Perceptions of Safety Are Shaped by the Hospital Environment—Reply

Author Affiliations
  • 1Department of Medicine, Johns Hopkins University, Baltimore, Maryland
  • 3Armstrong Institute for Patient Safety and Quality, Baltimore, Maryland
  • 2Department of Health Policy & Management, Johns Hopkins University, Baltimore, Maryland

Copyright 2013 American Medical Association. All Rights Reserved. Applicable FARS/DFARS Restrictions Apply to Government Use.

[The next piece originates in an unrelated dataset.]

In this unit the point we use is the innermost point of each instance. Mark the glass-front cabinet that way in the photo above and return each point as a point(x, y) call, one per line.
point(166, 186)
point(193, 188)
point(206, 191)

JAMA Intern Med. 2013;173(15):1472-1473. doi:

In Reply We thank Smith and colleagues for their interest in our work and insightful comments. Our recently published Research Letter showed that 40% of hospitalists reported that their typical inpatient census exceeded safe levels at least monthly.1 When asked the direct question regarding perceived safest total number of inpatients that the individual health care provider could be responsible for at their practice during a typical shift, the median response was 15 (interquartile range, 10-20) patients. We wholeheartedly agree that for each institution, health care provider and patient mix and team structure can support a range of patient encounters. We further recognize that physician, team, hospital, and patient factors affect the number of encounters and report this in detail in a separate publication.2 For example, a younger inexperienced health care provider mix (physician factor), separate admitting teams (team factor), urban setting (hospital factor), or high-complexity patient case-mix (patient factor) may alter this workload threshold. A comprehensive framework is essential to understand workload, compare metrics across institutions, and provide a model for targeted interventions.